È un predatore nel suo ambiente di caccia. I giochi pirotecnici e le luci rosse sottolineano benissimo l’energia e la forza distruttiva del sound dei Machine – fuckin’ – Head, con “Ten Ton Hammer” e “Now We Die” che contribuiscono a serrare i ritmi. C’è anche spazio per momenti un po’ più introspettivi (si fa per dire), quando con “Is There Anybody Out There?” Flynn parla della solitudine e della tristezza, sottolineando come ci si possa sentire così anche ad un festival con migliaia di persone, ma che comunque non siamo mai soli. Dopodiché veniamo spazzati via tutti da “Locust” e “Bulldozer”: due brani talmente massicci che tutti cominciano a saltare e a far rimbalzare al cielo una quantità considerevole di grossi cubi gonfiabili con il logo della band. Riesco così finalmente ad approfittarne per avvicinarmi un po’ al palco lasciandomi coinvolgere in un paio di poghi estemporanei. Prima degli ultimi due brani, c’è spazio per un bel siparietto con “bananaman”, un tizio vestito con costume da banana che ha pogato durante tutto lo show della band e si è quindi meritato una birra lanciatagli direttamente dal palco da Robb e afferrata al volo dal protagonista (delirio generale, applausi e complimenti da parte di tutti).Parte così “From This Day”, durante la quale i cubi gonfiabili bianchi neri sembrano essere raddoppiati in numero, ma in realtà è la quantità e la qualità di casino del pubblico ad essere triplicata. Tocca infine a “Davidian” l’arduo compito di chiudere la setlist di uno show sfiancante e distruttivo, esaltante ed emozionante, degno epilogo della prima giornata del festival. Per quanto mi riguarda, è stato un compleanno memorabile: difficilmente avrei potuto chiedere di meglio.

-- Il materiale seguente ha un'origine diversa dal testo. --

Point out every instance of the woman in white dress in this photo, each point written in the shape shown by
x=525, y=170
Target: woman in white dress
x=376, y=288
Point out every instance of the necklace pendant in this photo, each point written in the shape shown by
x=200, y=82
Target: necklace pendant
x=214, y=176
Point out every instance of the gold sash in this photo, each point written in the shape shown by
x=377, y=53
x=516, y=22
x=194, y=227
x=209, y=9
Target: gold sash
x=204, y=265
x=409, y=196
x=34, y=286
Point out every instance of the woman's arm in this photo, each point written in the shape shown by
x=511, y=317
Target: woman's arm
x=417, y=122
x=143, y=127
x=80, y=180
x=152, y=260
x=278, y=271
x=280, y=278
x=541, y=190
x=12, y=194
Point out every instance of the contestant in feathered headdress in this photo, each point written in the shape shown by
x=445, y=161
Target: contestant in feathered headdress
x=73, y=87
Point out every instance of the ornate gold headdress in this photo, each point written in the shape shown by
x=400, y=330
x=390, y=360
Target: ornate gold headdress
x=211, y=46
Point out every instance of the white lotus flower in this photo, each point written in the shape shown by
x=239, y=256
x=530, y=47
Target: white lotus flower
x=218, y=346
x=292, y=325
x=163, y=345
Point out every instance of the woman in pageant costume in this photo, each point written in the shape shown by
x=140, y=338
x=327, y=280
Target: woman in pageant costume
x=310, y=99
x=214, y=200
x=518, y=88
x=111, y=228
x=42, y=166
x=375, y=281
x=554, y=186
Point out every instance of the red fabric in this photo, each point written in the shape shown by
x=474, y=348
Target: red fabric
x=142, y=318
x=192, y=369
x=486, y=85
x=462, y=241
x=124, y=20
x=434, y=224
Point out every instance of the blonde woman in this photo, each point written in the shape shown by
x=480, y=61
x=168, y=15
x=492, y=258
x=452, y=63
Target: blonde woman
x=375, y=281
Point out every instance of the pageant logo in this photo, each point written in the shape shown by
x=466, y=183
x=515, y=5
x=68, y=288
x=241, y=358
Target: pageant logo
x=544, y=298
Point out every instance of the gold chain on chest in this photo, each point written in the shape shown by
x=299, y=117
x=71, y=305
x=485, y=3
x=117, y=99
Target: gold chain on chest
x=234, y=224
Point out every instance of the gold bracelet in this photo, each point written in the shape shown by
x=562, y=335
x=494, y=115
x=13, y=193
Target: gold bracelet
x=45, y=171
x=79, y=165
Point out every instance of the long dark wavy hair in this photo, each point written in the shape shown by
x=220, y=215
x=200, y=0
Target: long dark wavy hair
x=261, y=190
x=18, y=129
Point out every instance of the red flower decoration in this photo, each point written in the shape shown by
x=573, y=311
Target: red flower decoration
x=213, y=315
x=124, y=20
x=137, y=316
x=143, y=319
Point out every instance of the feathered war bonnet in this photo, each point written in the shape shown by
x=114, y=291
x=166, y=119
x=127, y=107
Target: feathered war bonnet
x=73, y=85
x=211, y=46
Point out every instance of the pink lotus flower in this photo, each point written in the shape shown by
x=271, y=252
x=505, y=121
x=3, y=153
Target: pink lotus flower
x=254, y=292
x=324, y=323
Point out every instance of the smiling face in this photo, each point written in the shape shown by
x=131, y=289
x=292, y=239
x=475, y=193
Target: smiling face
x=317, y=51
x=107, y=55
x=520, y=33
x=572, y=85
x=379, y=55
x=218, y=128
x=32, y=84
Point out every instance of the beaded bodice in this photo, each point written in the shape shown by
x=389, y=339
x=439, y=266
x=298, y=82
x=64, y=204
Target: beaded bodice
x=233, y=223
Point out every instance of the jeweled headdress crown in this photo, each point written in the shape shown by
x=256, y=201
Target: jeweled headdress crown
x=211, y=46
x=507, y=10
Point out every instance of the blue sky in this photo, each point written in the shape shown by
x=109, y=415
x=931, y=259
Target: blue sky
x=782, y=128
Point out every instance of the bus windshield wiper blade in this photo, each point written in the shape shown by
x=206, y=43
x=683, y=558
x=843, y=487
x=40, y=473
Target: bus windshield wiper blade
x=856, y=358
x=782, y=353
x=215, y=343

Stanchi, sporchi e bagnati, ma soprattutto esaltati e felici, ci concediamo un pasto veloce mentre ascoltiamo in lontananza lo show dei Coma all’Andrei Calmuc stage, band alternative metal casalinga molto orecchiabile e divertente, vicina alle sonorità dei primi Linkin Park.
Consapevoli che il primo giorno è stato solo un assaggio di quello che ci stava aspettando, usciamo dall’area festival pronti per il day2, i Gojira – la mia band preferita negli utlimi anni – pronti ad attenderci. Can’t fuckin’ wait!